Par malheur pour l’innocente bête, l’odeur du typographe lui était familière. Aussi, sans avoir craché ni arqué le dos, eut-elle les reins brisés par un barreau de presse récupéré sur un tas d’immondices. Vauthier porta son corps à l’épaule jusqu’au porche où ses acolytes l’attendaient. Un siamois, un chartreux et trois chatons se tenaient à l’étroit derrière les barreaux de leur prison, tremblant de tout leur corps. Trompés par le Fagotin qui savait contrefaire leurs miaulements à s’y méprendre, ils avaient été poussés dans un accul et s’étaient jetés en foule dans les pièges tendus par leurs poursuivants.

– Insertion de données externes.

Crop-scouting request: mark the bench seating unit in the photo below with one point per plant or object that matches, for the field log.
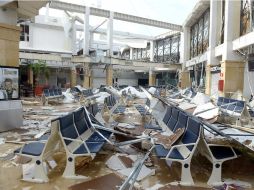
(231, 106)
(93, 109)
(113, 106)
(87, 92)
(76, 144)
(144, 110)
(51, 94)
(216, 154)
(162, 123)
(183, 150)
(40, 151)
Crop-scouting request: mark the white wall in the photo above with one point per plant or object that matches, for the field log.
(248, 82)
(8, 16)
(49, 38)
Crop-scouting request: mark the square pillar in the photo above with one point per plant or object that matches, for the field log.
(87, 76)
(86, 32)
(30, 76)
(185, 79)
(208, 80)
(110, 33)
(232, 74)
(73, 78)
(151, 51)
(109, 75)
(9, 45)
(152, 78)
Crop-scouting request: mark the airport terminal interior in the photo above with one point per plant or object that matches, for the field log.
(124, 94)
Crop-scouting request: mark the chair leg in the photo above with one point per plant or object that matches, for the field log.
(186, 177)
(69, 171)
(215, 178)
(39, 173)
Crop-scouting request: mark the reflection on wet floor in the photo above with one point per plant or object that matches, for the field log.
(11, 173)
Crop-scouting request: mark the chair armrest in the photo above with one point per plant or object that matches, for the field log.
(177, 146)
(218, 145)
(78, 140)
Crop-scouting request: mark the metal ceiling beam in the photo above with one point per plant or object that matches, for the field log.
(118, 16)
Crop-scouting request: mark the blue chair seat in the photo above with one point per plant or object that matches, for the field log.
(95, 137)
(44, 137)
(106, 134)
(34, 149)
(162, 153)
(151, 126)
(93, 147)
(221, 152)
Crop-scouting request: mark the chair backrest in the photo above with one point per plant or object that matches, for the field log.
(234, 105)
(182, 121)
(173, 119)
(112, 100)
(192, 132)
(148, 102)
(79, 120)
(60, 91)
(107, 101)
(46, 92)
(55, 92)
(95, 109)
(51, 92)
(87, 119)
(67, 128)
(167, 115)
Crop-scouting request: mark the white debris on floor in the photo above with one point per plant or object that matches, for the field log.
(134, 92)
(152, 90)
(126, 126)
(200, 99)
(239, 183)
(206, 111)
(117, 165)
(102, 96)
(144, 172)
(68, 97)
(2, 140)
(80, 88)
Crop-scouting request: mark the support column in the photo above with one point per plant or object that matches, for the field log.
(232, 29)
(86, 83)
(232, 73)
(131, 53)
(73, 78)
(185, 81)
(232, 65)
(109, 75)
(152, 78)
(91, 79)
(86, 32)
(110, 34)
(211, 59)
(74, 39)
(151, 51)
(30, 77)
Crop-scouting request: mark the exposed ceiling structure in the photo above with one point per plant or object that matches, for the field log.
(25, 9)
(118, 16)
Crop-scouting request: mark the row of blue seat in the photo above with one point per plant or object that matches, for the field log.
(235, 106)
(183, 150)
(110, 102)
(74, 125)
(52, 92)
(176, 119)
(144, 110)
(87, 92)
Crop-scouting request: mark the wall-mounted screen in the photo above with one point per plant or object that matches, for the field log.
(9, 83)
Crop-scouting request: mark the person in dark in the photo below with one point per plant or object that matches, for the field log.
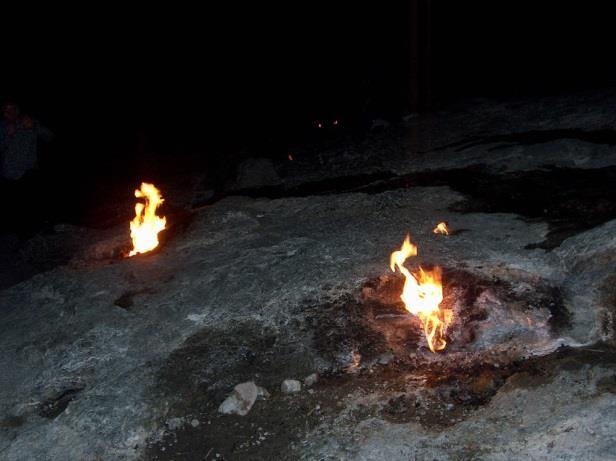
(22, 197)
(19, 142)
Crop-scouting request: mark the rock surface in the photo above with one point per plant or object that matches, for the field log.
(290, 386)
(270, 287)
(241, 399)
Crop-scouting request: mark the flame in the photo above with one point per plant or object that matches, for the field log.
(441, 228)
(146, 225)
(422, 295)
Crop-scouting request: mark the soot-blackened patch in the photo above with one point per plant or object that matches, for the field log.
(570, 200)
(488, 313)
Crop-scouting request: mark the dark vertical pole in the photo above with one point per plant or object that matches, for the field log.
(414, 56)
(420, 47)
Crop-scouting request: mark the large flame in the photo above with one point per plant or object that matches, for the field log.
(146, 225)
(422, 295)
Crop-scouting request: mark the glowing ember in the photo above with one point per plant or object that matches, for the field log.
(146, 225)
(422, 295)
(441, 228)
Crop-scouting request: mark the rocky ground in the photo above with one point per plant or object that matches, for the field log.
(105, 357)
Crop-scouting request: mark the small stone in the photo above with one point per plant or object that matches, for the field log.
(311, 380)
(241, 399)
(175, 423)
(290, 386)
(262, 393)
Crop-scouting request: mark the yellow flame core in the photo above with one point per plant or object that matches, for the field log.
(146, 225)
(441, 228)
(422, 294)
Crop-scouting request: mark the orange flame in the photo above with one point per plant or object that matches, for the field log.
(422, 294)
(441, 228)
(146, 225)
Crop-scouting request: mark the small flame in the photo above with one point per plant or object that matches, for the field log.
(441, 228)
(146, 225)
(422, 294)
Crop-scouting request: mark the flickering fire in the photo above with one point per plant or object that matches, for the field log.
(146, 225)
(441, 228)
(422, 294)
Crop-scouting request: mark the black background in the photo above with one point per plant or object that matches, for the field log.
(175, 80)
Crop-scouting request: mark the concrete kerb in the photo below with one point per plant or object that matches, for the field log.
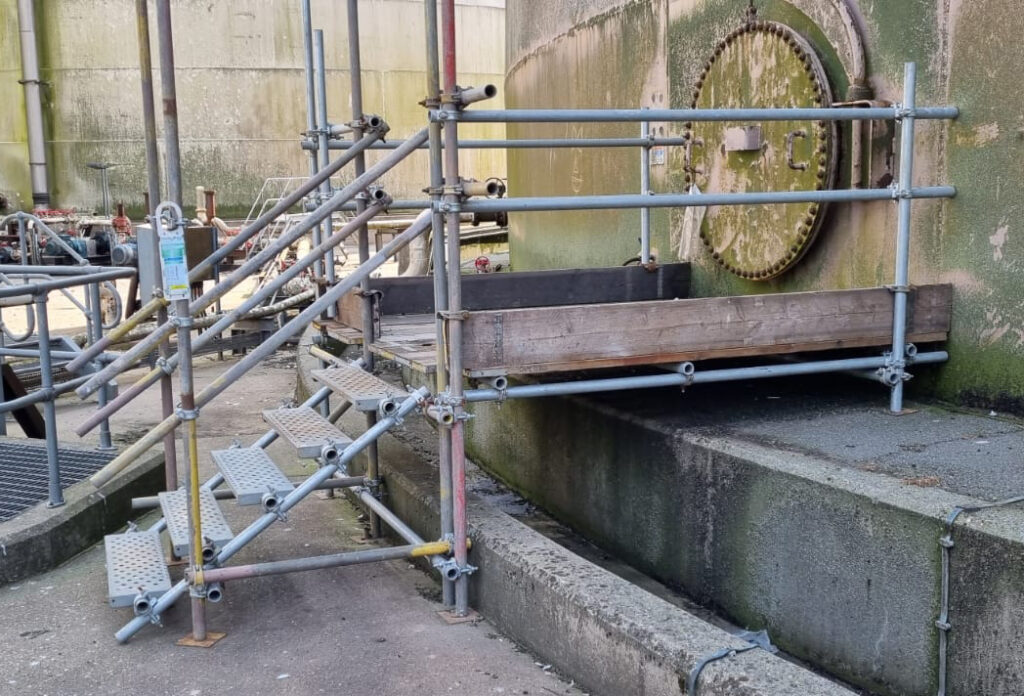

La lune avait pris son plein lorsque les ouvriers pénétrèrent dans le charnier de l’église Saint-Séverin. Aux sieurs Chasserot, Cizet, Jarrat et Plumay fut accordé l’honneur de faire périr les chats sur la pyramide de bois en y jetant leurs torches. Quant à la Grise, elle fut condamnée à être pendue par les pattes arrière. Au sieur Vauthier fut accordé l’honneur de lui crever les yeux et de tourmenter ses mamelles avec des tenailles rougies au feu.

Le Tire-Laine, un rictus moqueur au coin des lèvres, ordonna d’enflammer les fagots. Seul le Crapoussin refusa d’obéir. Il aurait voulu fuir, mais un engourdissement invincible dans les jambes le clouait au sol. Des larmes de tristesse et de honte coulèrent sur ses joues.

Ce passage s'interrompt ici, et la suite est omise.